The vast majority of new abortion laws served to further restrict women’s access to abortion. The passage of the Affordable Care Act spurred several states to pass laws restricting insurance coverage for abortions. The District of Columbia’s decision to reinstate public funding was one of the few exceptions to the trend of restrictive new laws.

Autism/vaccine study based on “deliberate fraud”

The author of a discredited study purporting to link autism and vaccines schemed to profit from his tainted research from the very beginning, according to new research published in the British Medical Journal.

It turns out that the lead author, Dr. Andrew Wakefield, was secretly working on a lawsuit against vaccine manufacturers when he published a study in The Lancet that appeared to show a link between vaccines and autism.

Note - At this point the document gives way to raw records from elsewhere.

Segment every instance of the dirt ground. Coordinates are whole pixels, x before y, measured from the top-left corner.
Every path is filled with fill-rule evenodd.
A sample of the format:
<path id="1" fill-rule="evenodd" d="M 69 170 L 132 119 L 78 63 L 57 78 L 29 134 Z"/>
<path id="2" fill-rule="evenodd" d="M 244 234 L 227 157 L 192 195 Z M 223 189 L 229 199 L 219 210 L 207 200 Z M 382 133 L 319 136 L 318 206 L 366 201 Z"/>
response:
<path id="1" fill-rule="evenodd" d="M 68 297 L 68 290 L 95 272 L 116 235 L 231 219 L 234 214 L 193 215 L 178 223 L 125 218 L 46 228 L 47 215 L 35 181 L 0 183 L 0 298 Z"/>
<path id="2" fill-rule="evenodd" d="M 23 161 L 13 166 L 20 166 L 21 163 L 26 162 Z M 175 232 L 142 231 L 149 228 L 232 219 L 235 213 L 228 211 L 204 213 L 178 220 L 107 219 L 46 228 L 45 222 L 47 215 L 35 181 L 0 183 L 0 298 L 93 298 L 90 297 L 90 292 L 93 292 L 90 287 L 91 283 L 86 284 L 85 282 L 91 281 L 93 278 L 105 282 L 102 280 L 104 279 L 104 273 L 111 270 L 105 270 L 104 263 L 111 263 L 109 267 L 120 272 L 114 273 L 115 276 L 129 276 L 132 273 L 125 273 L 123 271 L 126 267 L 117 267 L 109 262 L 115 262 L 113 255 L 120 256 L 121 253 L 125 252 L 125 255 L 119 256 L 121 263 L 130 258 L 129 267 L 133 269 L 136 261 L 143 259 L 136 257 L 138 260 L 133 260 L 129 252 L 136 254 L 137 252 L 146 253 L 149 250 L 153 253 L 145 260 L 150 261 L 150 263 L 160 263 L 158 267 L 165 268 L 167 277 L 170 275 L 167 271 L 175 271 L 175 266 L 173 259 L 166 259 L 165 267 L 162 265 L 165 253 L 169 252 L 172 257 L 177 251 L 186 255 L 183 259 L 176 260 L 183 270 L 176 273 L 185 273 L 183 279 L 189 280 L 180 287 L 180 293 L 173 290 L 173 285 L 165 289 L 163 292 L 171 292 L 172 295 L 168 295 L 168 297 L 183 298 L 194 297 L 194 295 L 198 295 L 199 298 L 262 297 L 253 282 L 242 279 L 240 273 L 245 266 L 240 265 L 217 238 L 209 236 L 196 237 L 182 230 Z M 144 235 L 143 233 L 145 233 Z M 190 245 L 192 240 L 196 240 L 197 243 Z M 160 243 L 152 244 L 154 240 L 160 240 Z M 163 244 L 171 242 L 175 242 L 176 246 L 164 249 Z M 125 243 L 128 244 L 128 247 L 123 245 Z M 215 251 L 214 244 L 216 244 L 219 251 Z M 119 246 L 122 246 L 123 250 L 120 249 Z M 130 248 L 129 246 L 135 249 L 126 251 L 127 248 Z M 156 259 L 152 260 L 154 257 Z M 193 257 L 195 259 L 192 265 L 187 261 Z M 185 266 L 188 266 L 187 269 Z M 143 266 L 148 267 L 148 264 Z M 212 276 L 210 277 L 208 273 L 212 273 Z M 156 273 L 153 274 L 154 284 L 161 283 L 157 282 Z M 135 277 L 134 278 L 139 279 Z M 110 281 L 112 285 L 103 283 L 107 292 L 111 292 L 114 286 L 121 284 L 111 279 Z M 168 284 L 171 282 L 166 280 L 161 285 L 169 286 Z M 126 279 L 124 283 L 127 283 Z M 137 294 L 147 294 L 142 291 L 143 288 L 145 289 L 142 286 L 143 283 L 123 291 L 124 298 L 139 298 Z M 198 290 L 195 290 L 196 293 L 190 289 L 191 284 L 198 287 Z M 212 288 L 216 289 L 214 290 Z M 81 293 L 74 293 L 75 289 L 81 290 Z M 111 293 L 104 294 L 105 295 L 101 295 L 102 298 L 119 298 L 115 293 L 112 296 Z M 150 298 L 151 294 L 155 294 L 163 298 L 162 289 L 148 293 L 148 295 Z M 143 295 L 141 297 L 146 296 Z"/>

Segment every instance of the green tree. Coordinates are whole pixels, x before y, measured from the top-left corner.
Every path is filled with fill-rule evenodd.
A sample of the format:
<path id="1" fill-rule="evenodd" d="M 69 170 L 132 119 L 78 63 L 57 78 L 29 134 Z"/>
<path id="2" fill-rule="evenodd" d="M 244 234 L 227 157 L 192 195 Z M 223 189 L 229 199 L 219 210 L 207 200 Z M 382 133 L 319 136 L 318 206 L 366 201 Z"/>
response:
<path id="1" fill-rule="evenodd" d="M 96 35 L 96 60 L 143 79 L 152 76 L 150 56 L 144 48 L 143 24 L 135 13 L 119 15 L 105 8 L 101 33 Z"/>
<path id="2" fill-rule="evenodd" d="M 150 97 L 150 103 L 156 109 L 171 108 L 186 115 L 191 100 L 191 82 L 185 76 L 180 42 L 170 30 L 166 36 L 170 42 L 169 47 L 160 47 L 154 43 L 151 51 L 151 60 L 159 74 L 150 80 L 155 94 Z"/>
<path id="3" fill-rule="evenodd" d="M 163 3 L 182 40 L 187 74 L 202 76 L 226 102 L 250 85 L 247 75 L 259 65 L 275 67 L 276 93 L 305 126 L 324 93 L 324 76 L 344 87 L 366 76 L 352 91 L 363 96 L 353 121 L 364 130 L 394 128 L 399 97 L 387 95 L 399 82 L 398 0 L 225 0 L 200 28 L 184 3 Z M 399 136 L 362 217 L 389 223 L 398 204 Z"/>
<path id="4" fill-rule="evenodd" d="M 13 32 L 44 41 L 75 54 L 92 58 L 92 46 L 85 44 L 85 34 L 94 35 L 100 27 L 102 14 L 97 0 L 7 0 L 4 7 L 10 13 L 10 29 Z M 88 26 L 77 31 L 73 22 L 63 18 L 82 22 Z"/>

We now know that Wakefield falsified the findings that sparked a global panic over the safety of childhood vaccines.

The journal retracted the paper last year. Wakefield was stripped of his license to practice medicine.

Some observers think these revelations will finally put the debate over vaccines and autism to rest. Kristina Chew of Care2 is doubtful:

I am very sure that, even with all the facts, data, and evidence laid before them, those who believe that vaccines or something in vaccines caused or somehow ‘contributed’ to their child becoming autistic will stand by their claims, and by Wakefield.  Some of these persons are my friends. They are parents, as am I, of autistic children.

Wakefield’s die hard supporters weren’t swayed by earlier revelations of shoddy research and unethical conduct. It seems unlikely that this new found conflict of interest will change their minds.